On to exploiting the unexploitable. In the previous post I asked whether a GTO player could be exploited in a field containing exploitable players. I think the answer is yes. Here’s a toy game & the game tree.
We have a winner-take-all 3-person tournament: Gee (GTO), Ex (exploitive), & Fish (obvious).
Here is the game tree of outcomes.
What are the weights on the branches? (Making up numbers to sharpen intuition here.)
Fish goes out first 50%.
Ex has been accumulating more of Fish’s chips than Gee but losing to Gee. Which effect is stronger? Is this a net gain for Ex? It depends on how bad Fish is. I’d guess, given recent experience, that exploiting fish is higher EV than playing GTO versus an exploiter. Assuming this, Ex goes out first 20%.
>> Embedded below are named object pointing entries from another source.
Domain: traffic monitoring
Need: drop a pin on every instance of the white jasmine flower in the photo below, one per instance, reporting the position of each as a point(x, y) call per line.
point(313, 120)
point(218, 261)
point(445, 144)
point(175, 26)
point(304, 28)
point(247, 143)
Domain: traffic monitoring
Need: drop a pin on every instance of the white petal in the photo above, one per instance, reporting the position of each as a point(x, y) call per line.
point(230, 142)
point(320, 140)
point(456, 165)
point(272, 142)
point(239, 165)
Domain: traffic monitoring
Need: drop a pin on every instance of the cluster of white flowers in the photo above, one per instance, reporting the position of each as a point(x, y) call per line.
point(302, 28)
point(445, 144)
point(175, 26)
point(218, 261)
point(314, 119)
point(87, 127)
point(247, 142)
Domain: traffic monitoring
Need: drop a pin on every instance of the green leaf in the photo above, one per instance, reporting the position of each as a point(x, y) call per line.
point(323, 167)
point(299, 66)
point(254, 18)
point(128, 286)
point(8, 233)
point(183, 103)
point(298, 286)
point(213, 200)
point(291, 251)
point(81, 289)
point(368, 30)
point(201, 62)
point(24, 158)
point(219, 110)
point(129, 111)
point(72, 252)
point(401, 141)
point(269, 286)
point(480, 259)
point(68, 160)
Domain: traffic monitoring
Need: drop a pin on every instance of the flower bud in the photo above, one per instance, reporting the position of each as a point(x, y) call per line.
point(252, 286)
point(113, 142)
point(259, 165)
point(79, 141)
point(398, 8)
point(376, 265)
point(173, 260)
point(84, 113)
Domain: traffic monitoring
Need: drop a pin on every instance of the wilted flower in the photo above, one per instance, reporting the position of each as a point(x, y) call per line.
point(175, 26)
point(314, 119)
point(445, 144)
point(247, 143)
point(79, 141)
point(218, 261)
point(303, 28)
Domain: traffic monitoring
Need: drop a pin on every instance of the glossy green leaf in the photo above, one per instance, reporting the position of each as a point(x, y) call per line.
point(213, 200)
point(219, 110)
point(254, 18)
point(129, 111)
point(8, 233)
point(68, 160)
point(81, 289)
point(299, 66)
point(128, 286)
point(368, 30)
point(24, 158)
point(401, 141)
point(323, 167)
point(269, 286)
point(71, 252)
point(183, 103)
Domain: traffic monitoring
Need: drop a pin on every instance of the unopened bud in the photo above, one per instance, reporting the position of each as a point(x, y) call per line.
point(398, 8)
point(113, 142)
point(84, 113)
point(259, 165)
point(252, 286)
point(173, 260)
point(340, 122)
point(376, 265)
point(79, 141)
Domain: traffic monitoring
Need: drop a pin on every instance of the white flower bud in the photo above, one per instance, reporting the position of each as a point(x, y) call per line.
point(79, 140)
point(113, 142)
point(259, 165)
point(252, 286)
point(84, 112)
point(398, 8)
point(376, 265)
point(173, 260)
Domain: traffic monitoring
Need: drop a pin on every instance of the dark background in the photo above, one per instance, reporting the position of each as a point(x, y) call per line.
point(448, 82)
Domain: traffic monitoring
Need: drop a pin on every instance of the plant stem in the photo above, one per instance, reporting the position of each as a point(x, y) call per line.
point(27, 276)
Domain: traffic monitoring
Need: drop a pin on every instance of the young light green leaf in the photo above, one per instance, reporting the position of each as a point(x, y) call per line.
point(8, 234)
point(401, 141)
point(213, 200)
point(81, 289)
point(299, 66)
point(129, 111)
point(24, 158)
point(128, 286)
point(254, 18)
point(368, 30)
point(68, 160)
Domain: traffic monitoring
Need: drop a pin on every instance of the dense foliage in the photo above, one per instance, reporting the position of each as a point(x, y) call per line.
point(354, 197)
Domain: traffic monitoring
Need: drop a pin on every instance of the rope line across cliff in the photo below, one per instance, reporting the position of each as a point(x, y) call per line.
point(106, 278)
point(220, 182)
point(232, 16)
Gee goes out first the other 30%.
Now what happens? Heads up:
Fish loses to Gee maybe 65% of the time.
Fish loses to Ex maybe 70% of the time.
Ex loses to Gee—this is the interesting node. Ex ended with more than their share of Fish’s chips. Is the chip lead more valuable to Ex than the skill edge is to Gee? Let’s say it’s 50/50.
And the winner is 🥁:
Ex with 46%
Gee with 38%
Fish with 16%
Take all this with a massive grain of salt. The weights are totally made up. Make up your own numbers. Change them around.
I didn’t perform this exercise to find “the answer”. I wanted a model that would explain Mr. Matusow’s observation that GTO player win in fields where everyone else is playing GTO but lose in larger fields with more exploitable & exploitive players.
(The superior strategy is to exploit the exploitable & break even with the GTOers, but I’m having enough trouble learning one style.)
Psychology
I’m going to leave you with a parallel between GTO/Poker and my work life, which mostly involves given advice to geeks about programming. My life’s mission is to help geeks feel safe in the world. I’m nervous publishing about GTO because the reactions to any discussion of GTO quickly get emotional. Why does that happen?
When I started applying GTO to poker it was with a great sense of relief. I had been playing by the seat of my pants & getting crushed. Here was a way to play where, if only I could learn all of it, I never had to worry about making a mistake! What a relief 😅.
Critiquing GTO is akin to taking away that security blanket. I felt anxious. I learned this thing & I felt better. Now you’re telling me that thing wasn’t actually making me safe? 😖
The same thing happens in programming. A geek feels unsafe, learns a technique & feels safe, then discovers the limitations of the technique. What happens next? Pretend those limitations don’t exist & go back to a state of bliss? That doesn’t work. You’re smart. You know you’re fooling yourself. There’s no going back.
The path I try to take is feel those feelings of disillusionment. No the technique isn’t perfect. Yes I feel afraid again. No I don’t “like” that feeling but that’s what’s happening now. Breathe. Let it pass. It will. On the other side I’ll be even safer than I was before.
Posture
Off to work on my posture & breathing some more. See you at the tables.
Fun post overall, but I think the tertiary takeaway is perhaps the most important: wait for your spots and then hammer. The other thing that has made a world of difference in my own PLO game is position, position, and more position. Some NLHE guru once said to look for any reason to fold in early position, and look for any excuse to play in late position. This matters even more in PLO, as everyone essentially has six hold'em hands they're playing, so when you're in early position, you're in REALLY early position, complete with all the problems that brings. The reverse is also true; when you're in late position, you have an even bigger advantage over the early position players.